To further explain why this is the case - the TDT sample clock is based on a 50 MHz oscillating quartz crystal. This quartz clock guarantees that all TDT processors are synchronized to the same clock sample-by-sample in real-time, and it also guarantees that all data stores can be synchronized if they are all derived from the same clock. Indeed, the store values in Synapse are integer multiples of each other: 24.4140625e+03 Hz/24 = 1.0172526e+03 Hz. And the 24414.0625 Hz is 50 MHz / 2048.

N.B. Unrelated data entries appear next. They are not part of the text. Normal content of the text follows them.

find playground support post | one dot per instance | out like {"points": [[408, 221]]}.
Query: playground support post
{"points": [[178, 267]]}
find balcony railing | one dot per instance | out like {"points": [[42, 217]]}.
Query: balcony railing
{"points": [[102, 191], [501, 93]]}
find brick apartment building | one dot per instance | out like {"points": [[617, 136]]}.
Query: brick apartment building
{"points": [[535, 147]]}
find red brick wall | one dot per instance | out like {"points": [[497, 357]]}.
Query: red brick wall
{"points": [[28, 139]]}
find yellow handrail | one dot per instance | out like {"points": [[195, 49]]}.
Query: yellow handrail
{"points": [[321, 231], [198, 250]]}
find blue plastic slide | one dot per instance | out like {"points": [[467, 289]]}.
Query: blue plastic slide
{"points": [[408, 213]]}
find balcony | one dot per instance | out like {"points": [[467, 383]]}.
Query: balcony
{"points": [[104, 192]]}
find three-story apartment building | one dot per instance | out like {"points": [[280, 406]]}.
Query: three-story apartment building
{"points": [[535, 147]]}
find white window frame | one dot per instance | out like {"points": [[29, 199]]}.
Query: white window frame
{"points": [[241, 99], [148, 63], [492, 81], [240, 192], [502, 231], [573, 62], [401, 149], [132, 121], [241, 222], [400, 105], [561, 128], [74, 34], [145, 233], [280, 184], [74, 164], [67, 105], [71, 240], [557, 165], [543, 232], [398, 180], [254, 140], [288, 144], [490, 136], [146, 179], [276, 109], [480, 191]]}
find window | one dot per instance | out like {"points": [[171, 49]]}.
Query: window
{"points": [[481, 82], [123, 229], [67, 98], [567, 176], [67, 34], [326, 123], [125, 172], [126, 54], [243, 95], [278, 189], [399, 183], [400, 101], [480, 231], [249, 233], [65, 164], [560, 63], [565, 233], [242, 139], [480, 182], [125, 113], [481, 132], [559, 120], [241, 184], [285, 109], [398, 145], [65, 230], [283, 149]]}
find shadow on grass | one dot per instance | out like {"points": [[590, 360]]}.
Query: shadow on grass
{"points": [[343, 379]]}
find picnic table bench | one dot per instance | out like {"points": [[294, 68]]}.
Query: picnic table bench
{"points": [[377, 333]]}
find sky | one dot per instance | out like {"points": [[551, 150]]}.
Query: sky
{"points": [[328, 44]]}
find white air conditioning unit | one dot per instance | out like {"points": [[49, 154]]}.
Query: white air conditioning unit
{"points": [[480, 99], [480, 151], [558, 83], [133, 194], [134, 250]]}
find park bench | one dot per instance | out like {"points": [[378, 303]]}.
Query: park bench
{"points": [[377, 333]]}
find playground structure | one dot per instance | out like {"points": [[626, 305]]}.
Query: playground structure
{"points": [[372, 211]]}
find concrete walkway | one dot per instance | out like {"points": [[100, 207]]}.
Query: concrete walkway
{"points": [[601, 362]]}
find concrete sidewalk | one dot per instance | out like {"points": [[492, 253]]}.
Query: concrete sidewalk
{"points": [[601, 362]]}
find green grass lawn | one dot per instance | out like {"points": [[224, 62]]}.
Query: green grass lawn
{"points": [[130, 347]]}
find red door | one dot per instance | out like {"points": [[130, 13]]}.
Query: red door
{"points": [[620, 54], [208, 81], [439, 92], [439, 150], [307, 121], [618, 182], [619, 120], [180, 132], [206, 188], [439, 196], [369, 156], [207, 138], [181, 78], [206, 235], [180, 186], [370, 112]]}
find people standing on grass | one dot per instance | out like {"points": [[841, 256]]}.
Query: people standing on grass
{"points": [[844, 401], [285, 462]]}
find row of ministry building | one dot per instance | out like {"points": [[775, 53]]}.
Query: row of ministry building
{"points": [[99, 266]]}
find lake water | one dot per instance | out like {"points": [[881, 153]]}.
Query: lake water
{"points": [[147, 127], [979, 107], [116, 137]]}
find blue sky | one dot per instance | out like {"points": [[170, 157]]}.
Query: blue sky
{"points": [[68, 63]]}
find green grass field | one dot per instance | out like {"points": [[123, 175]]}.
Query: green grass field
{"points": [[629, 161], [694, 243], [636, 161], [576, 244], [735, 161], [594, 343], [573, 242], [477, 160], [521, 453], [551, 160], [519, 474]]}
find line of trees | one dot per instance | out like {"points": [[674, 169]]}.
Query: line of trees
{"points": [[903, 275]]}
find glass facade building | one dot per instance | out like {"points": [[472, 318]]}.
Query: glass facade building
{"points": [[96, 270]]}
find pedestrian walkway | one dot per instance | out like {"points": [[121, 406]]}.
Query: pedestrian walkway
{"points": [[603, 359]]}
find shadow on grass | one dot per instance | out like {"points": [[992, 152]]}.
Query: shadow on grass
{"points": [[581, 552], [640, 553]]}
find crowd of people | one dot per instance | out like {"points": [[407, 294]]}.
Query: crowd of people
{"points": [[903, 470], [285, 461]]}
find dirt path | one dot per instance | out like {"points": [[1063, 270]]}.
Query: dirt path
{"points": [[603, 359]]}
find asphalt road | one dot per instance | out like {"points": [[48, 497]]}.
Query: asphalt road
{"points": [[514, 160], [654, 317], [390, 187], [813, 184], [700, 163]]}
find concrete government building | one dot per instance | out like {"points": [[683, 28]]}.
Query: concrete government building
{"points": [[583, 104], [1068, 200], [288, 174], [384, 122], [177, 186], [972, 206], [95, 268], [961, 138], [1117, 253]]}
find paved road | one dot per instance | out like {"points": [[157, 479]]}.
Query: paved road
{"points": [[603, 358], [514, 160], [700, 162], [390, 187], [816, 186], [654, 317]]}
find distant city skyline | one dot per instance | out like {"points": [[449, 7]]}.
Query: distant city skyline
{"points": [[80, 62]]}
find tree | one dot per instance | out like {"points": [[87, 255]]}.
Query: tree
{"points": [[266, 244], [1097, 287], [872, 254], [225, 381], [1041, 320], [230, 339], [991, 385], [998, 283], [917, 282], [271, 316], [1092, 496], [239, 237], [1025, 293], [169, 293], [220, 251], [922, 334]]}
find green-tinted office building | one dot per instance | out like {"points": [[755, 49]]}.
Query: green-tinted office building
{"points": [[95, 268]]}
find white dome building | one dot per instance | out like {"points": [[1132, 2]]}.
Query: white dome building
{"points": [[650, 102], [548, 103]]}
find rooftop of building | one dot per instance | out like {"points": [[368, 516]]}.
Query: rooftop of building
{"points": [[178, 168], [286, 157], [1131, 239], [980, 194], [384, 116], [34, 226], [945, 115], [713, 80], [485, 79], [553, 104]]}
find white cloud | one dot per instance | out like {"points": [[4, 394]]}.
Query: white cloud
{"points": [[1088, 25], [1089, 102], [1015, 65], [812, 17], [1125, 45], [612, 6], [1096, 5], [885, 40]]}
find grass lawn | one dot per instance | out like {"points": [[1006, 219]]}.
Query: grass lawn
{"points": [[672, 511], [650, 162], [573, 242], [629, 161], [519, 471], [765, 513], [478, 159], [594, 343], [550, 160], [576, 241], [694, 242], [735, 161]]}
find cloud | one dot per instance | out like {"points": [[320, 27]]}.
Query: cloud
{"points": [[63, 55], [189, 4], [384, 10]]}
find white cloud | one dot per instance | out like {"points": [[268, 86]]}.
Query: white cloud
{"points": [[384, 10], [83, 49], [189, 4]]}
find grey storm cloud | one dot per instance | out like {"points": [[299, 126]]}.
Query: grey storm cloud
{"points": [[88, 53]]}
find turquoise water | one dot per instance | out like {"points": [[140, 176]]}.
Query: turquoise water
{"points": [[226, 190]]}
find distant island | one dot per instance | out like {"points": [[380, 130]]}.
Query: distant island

This real-time sample clock is a key difference in TDT products vs other manufacturers and is at the core of our guaranteed equipment synchrony. You might have to synchronize data streams post-hoc with other manufacturer's data, especially if you have multiple pieces of equipment. The sample clock also guarantees the TDT processes happen at defined expected times (i.e there is no variability in when a gizmo ‘acts’) and that there is quantized minimal latency throughout the process. In some manufacturer’s equipment there may be variability in when a process happens because it’s being controlled by a computer and not on-board DSP (digital signal processing) hardware and thus is subject to latency from the computer.
If you are asking because you want to make a time vector to match with your data array, since TDT doesn’t ‘save’ a time array, this is straightforward. Because you know the length of your data array and the exact sampling rate, you can make a time vector by dividing the length of your data array by the sampling rate. In matlab this would look like:
Time = (1:length(data.streams.STORE_NAME.data))/data.streams.STORE_NAME.fs;
Where STORE_NAME is whichever name for your continuous signal.